Tanto ele quanto Emily, que é mãe de uma menina de 8 anos, poderão fazer exames para saber se têm a doença. John afirmou que, se isso acontecer, ele consideraria a eutanásia voluntária na clínica Dignitas, na Suíça. “Quero fazer um teste genético em breve para saber se tenho ou não”, diz ele. “Não é que eu queira mudar alguma coisa. Estou muito feliz. Tenho uma vida adorável, mas gostaria de poder planejar minhas opções. Se um de nós descobrir que tem e o outro não, então você precisará lidar com muita emoção”, afirma, em entrevista.
Recentemente, foi anunciado pela ciência o desenvolvimento de dois medicamentos que podem retardar os sintomas do Alzheimer, embora eles ainda não estejam licenciados no Reino Unido. John tem acompanhado o progresso disso com interesse, mas diz que prefere resolver o problema por conta própria, se todas as outras opções falharem.
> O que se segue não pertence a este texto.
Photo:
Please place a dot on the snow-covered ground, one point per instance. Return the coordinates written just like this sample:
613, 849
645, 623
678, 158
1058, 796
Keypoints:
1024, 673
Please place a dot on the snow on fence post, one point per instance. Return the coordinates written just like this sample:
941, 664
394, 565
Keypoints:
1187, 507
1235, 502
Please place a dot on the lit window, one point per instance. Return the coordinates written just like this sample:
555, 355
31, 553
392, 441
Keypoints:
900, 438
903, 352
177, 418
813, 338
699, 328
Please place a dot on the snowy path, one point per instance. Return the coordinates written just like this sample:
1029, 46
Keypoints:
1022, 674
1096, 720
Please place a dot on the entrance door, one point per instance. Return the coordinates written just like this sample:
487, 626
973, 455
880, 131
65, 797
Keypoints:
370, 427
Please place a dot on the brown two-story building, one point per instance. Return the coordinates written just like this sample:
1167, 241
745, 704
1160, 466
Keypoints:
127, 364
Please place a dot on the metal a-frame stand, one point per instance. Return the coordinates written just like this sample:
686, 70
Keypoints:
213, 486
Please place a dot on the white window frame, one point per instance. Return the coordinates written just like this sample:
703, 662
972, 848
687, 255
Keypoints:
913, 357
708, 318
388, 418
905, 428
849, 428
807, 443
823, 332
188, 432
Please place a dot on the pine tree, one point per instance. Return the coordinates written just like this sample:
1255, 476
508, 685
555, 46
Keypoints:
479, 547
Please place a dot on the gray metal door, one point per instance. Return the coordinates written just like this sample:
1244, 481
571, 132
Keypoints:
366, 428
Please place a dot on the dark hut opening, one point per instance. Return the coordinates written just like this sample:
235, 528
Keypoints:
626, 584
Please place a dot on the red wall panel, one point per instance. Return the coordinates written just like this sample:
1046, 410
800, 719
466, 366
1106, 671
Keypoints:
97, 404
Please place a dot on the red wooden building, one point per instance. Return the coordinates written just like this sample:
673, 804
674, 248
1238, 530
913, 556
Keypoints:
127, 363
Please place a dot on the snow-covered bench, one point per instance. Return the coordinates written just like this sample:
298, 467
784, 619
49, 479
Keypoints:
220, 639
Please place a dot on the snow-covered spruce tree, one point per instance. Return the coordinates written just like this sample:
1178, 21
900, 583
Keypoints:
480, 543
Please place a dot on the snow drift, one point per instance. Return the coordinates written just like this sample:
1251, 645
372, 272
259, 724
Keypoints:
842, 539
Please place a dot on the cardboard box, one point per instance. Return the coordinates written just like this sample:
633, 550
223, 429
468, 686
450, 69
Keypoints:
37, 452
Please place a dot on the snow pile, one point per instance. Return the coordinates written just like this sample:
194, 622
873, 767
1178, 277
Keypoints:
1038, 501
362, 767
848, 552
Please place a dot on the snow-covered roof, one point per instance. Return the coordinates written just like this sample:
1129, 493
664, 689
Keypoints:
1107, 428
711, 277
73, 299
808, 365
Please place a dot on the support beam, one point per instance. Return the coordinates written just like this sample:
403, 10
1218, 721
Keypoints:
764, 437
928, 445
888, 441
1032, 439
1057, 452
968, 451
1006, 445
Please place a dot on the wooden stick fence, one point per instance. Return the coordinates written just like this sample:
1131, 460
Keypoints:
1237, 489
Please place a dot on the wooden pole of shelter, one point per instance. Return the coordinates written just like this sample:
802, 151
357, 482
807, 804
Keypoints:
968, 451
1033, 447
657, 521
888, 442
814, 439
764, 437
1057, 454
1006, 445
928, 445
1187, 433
“Não suporto a ideia de passar anos e anos totalmente dependente de cuidadores. Eu quero ter controle. Não estou sugerindo isso para todo mundo ou dizendo que mamãe já foi um fardo, mas, para mim, parece que seria um fardo colocar tantas expectativas em outras pessoas. Agora há medicamentos no horizonte. Estou muito interessado em usá-los. Eles podem não parar a doença, mas podem me dar mais tempo e controle. Se eu tivesse controle total, já estaria tomando os remédios. Sabemos que o Alzheimer começa de 10 a 15 anos antes de você apresentar os sintomas”, aponta.
“Não consigo me imaginar envelhecendo porque estou convencido de que tenho Alzheimer. Tenho certeza de que dentro de 10 anos perderei essas conexões com meus entes queridos, como uma televisão ficando estática”, prevê.
A família concordou em fazer o documentário da BBC para manter vivo o legado de Carol e informar o mundo sobre sua campanha. Ela teve a oportunidade de assistir à penúltima edição com a família antes de falecer.
“Não tenho certeza até que ponto ela realmente sabia o que estava acontecendo”, diz o marido, Stuart. "Mas ela estava lá conosco quando foi mostrado para que ela pudesse ouvir. Estou muito orgulhoso de Carol. Ela foi notável. Ela sempre foi uma pessoa vivaz e quando viu sua família desenvolver a doença, ganhou um foco totalmente novo na vida. Isso foi algo poderoso de ver”, acrescentou o homem. “Ela deixou de ser uma pessoa independente e muito vivaz e passou a depender de mim, de John e de Emily. Mas ela foi muito corajosa. Para mim, foi um privilégio cuidar dela e, embora a sua morte tenha deixado um grande buraco na minha vida, prometi à Carol que continuaria o trabalho. É algo que compartilhamos juntos. Ela disse: 'Se eu não posso falar, você pode falar por mim?' E é isso que quero continuar a fazer agora”, finalizou.
O que é Alzheimer?
A doença de Alzheimer é a forma mais comum de demência neurodegenerativa em pessoas de idade. De acordo com informações do Ministério da Saúde, a causa é desconhecida, mas acredita-se que seja geneticamente determinada. A doença ocorro quando o processamento de certas proteínas do sistema nervoso central vai parando de funcionar da maneira esperada. Então, fragmentos de proteínas tóxicas começam a se acumular, causando perda progressiva de neurônios em certas regiões do cérebro, como o hipocampo, que controla a memória, e o córtex cerebral, essencial para a linguagem e o raciocínio, memória, reconhecimento de estímulos sensoriais e pensamento abstrato.